Laureano Tacuavé Martínez


Laurent Vacouabé was a young Native American from present day Uruguay. Son of Eustaquio Tacuavé and Francisca Martínez, younger brother of María Manuel Tacuavé and Apolinaria Tacuavé. It is uncertain if he was Charrúa of Guaraní and Spaniard descent or if he was Guaraní of Spanish-Charrúan descent.
After the European conquest and colonization, the Charrúa population declined at the hands of local authorities, being practically exterminated in a massacre led by Bernabé Rivera on 11 April 1831.
Four surviving Charrúa were captured at Salsipuedes. These were Tacuabé; his partner María Micaela Guyunusa, daughter of María Rosa, born on 1806; Senaca o Senaqué, a 52- to 57-year-old medicine man and warrior; and Vaimaca-Piru, a 54-year-old warrior and a general of Artigas. All four were taken to Paris, France by François Curel on November 11, 1833, where they were exhibited to the public as a circus attraction. Tacuabé had also a musical instrument.

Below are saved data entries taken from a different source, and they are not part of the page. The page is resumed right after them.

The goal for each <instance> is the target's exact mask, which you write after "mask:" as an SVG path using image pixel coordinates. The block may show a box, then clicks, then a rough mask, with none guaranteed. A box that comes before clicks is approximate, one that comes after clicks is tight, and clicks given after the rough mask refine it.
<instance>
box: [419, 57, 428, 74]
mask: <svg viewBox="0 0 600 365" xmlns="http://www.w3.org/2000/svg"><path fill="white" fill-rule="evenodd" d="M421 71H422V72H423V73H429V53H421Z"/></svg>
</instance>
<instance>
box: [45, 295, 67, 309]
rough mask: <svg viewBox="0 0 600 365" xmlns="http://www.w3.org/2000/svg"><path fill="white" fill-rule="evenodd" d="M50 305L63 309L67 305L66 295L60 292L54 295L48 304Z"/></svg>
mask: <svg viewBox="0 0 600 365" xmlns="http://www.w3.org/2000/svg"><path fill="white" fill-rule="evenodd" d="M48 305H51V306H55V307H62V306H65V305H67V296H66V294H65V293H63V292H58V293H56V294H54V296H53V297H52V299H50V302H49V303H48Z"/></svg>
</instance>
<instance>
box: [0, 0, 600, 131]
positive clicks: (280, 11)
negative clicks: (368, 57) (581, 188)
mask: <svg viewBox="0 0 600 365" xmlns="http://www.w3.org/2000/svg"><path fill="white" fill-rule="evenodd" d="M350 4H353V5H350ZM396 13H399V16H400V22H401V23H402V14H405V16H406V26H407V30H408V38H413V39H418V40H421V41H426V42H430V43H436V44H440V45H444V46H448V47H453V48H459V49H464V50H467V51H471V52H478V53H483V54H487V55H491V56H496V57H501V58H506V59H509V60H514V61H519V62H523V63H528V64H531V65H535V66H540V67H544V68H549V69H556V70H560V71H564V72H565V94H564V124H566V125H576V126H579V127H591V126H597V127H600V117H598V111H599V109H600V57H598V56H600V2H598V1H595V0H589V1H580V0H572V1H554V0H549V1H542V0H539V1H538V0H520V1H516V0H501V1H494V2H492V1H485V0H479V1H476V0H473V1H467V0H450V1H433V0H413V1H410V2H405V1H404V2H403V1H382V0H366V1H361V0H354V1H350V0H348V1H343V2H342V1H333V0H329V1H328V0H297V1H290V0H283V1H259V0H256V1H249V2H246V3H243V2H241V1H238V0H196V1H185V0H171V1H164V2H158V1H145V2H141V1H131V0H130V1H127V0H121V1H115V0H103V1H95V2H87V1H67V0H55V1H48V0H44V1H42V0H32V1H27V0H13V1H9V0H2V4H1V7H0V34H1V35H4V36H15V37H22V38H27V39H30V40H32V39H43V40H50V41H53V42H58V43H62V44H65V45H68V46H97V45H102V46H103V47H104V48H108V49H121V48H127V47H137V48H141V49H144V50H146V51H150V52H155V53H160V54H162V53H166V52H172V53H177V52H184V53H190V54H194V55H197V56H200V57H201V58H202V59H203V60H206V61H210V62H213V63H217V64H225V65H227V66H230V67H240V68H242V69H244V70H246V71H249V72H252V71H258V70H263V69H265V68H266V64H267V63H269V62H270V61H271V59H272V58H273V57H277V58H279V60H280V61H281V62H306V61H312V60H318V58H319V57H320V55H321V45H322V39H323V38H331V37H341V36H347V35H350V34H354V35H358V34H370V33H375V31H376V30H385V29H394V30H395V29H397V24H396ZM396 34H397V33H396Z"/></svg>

Guyunusa and Vaimaca gave birth to a daughter few months after they were taken. Vaimaca, Senaque and Guyunusa died during the first year in France. Eventually they all died in France, including the baby. Tacuabe was baptised by the French as Jean Soulassol. It is also said that he and the child of her late wife, Micaela, escaped. In 2012 documents were found indicating that the child died of tuberculosis just like her mother, and that Laureano adopted the life of a Frenchman and probably died of sickness or old age.
In Montevideo, Uruguay there is a monument called The Last Charrúas,, depicting Tacuabé.
They were not the first to set sail to France: a young "cacique" named by a traveling Spanish ship Lieutenant, Navio Louis Marius Barra as Ramón Mataojo, had traveled to France in January 1832.